There were breath-robbing catches and jarring changes of direction.
At one point, the game wobbled the stadium's collective believability with three scoring drives of one play – one play – in a span of 2:39 of the third quarter.
Utter, unchecked chaos.
Utter, undeniable fun.
And for Boermeester, utterly unforgettable.
"As a kicker, you want that chance to win a game," said Boermeester, who hit two of four attempts in the game before nailing the winner. "You don't want to be scared of that opportunity."
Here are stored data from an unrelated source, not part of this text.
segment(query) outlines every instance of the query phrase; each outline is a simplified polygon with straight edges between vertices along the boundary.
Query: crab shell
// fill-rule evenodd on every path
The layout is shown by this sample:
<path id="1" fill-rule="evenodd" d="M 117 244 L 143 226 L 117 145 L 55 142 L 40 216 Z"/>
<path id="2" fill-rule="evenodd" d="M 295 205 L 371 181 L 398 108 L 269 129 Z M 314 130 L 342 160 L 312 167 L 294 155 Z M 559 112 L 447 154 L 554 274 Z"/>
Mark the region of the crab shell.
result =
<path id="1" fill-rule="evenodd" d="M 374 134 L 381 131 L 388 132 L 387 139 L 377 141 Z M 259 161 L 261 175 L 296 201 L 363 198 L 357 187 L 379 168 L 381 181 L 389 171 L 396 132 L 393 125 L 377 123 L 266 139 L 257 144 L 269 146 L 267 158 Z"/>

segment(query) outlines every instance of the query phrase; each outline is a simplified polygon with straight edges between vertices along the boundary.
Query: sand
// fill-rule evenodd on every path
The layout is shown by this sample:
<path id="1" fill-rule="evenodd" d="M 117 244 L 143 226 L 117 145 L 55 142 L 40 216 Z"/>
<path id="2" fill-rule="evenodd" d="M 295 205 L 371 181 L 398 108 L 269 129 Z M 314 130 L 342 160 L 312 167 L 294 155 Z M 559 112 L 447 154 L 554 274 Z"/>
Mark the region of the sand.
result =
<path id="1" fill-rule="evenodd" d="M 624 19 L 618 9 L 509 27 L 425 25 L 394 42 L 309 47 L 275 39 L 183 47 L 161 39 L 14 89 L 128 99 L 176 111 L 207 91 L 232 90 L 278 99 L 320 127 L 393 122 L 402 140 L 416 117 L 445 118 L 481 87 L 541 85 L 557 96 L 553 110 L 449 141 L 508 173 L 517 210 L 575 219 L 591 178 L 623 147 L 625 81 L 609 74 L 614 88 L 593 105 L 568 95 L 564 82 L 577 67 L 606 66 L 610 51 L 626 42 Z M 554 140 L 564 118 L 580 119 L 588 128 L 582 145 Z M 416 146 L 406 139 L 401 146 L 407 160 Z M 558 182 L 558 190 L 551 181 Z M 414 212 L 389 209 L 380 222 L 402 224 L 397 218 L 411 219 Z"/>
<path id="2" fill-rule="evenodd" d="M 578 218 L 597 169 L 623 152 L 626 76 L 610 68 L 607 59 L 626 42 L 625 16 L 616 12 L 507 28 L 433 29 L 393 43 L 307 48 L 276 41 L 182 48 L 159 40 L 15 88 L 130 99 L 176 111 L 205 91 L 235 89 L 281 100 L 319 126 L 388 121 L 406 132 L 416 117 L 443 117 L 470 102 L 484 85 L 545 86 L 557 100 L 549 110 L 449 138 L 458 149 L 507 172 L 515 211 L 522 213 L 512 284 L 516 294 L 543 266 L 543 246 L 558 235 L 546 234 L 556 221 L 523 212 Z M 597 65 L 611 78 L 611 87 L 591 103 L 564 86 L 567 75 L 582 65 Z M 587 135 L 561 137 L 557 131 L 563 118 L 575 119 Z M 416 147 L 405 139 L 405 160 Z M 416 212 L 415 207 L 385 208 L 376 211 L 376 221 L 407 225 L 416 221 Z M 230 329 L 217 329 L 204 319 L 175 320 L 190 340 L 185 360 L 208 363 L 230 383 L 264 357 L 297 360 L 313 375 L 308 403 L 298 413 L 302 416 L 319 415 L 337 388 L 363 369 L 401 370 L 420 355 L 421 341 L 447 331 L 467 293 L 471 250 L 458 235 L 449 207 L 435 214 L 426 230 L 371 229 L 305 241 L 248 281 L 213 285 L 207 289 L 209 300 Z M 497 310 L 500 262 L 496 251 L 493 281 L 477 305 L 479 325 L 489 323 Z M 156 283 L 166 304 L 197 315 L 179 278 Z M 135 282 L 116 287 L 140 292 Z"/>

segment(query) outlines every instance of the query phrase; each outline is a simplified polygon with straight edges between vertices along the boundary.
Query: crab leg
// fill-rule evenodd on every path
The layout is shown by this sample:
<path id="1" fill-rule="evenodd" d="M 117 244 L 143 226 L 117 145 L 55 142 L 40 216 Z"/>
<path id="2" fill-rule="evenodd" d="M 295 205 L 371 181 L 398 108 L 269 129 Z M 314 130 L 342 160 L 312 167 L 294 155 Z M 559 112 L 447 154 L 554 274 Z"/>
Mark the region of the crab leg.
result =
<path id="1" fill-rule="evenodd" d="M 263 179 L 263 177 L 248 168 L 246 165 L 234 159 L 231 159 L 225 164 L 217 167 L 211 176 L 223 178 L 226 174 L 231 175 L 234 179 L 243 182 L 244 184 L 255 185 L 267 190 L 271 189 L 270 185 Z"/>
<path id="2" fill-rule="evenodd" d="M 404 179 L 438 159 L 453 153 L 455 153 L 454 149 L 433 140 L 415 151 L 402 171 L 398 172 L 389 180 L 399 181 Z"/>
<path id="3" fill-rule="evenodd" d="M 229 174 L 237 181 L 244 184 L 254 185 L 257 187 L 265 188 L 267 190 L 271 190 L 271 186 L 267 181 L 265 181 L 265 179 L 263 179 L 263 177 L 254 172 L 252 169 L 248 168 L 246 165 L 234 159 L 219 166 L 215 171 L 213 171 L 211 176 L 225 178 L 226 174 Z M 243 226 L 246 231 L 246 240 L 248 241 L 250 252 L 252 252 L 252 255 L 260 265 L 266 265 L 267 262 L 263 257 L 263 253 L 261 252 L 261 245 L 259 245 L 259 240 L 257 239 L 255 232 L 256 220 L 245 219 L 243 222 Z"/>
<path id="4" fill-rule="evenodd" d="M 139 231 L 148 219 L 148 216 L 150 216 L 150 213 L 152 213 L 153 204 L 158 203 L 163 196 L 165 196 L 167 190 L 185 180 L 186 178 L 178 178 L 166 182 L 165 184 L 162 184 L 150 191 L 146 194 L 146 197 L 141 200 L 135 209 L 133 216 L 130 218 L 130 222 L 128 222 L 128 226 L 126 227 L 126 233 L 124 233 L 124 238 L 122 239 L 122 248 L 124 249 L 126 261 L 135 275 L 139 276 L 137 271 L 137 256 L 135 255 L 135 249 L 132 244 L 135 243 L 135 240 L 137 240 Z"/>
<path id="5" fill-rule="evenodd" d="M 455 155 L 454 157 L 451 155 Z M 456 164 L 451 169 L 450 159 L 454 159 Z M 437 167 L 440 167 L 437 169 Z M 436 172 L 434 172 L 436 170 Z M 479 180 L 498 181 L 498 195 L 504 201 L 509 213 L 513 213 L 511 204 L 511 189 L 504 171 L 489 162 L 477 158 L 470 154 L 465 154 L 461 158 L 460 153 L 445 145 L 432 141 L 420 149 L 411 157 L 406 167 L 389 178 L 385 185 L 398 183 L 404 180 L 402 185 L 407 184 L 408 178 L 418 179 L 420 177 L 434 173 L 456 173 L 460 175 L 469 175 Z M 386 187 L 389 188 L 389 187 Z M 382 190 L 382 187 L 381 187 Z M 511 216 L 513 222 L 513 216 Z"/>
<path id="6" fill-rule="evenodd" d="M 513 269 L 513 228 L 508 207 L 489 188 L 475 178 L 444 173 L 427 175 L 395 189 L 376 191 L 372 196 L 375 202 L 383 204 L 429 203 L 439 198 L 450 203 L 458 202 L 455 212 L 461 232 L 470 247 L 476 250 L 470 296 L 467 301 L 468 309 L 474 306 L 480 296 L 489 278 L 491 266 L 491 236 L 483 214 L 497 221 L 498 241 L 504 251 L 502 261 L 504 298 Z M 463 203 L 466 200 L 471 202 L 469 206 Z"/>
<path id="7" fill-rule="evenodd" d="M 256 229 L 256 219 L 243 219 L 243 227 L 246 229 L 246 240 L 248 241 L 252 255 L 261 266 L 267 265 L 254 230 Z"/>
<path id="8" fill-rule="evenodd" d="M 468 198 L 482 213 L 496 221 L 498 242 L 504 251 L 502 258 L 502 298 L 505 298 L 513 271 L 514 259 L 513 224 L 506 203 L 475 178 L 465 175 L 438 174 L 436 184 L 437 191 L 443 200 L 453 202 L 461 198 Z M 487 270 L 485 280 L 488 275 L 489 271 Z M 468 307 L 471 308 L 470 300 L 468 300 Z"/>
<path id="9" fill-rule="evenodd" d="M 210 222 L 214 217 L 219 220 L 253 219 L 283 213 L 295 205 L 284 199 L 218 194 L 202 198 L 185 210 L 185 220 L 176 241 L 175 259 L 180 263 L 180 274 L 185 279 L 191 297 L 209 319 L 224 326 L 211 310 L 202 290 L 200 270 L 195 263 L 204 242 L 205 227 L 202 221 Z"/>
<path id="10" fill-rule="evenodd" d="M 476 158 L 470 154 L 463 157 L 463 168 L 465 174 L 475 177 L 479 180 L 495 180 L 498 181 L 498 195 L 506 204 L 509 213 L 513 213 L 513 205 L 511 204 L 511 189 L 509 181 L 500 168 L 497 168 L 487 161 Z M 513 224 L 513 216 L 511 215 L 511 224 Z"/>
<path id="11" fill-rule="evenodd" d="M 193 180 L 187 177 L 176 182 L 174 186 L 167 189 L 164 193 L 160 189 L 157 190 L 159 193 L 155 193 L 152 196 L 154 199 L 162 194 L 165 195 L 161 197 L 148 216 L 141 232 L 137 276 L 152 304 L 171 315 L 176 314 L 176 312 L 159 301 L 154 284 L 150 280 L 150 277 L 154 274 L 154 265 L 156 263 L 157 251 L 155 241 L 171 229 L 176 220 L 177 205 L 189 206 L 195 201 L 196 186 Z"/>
The opportunity, like so much of the game itself, seemed improbable until it materialized.
Penn State own the ball and faced 3rd-and-9 on its own 36 with 38 seconds to play. Given the tie game, USC's lack of timeouts and the Trojans' quick-strike capability, you thought the Nittany Lions would run out the clock.
Instead, McSorley's pass was intercepted by Leon McQuay, who weaved through traffic to the Penn State 33.
It will be the most debated call of a dizzying Rose Bowl.
"There was discussion on the headset to run the ball and play for overtime," Penn State Coach James Franklin said. "That's not really who we've been all year long."
USC ran two plays and prepared to kick before the Nittany Lions called a timeout with 5 seconds left to ice Boermeester. To mentally tough kickers, he said, it's more of an assist than aggravator.
"That's only beneficial," Boermeester said. "I think that's sort of a myth."
Suddenly, the 103rd Rose – and perhaps its all-time best – prepared for one foot to provide the curtain call.
"It's a lot tougher to watch your son kick, that's for sure," said Peter Boermeester, Matt's father and a former all-conference kicker at Trojan rival UCLA. "It's been a long journey. He stayed with it and worked really hard. These are the benefits – the winning kick in the Rose Bowl."
Trojans special teams coordinator John Baxter said Boermeester defines a relentless effort to improve and grow.
As a sophomore, Baxter said his game-winning guy recorded just 11 touchbacks on kickoffs. He had eight alone this season against Arizona.
"He's resilient," Baxter said. "He came back at the end and when we needed it the most, he crushed his technique."
Boermeester even earned a small shout-out from USC Athletic Director Lynn Swann during the postgame celebration in a raucous tunnel.
"The coach had the confidence that he would make it … he put him in the position to win and he came through," Swann said.
Boermeester left the Rose Bowl with one tongue-in-cheek regret. He failed to corral the game ball.
"I'm upset about that," Boermeester joked. "I want that ball if someone can help me."
One thing's for sure: After a Rose Bowl unlike any other, ownership of that singular souvenir will be as contested as the game itself.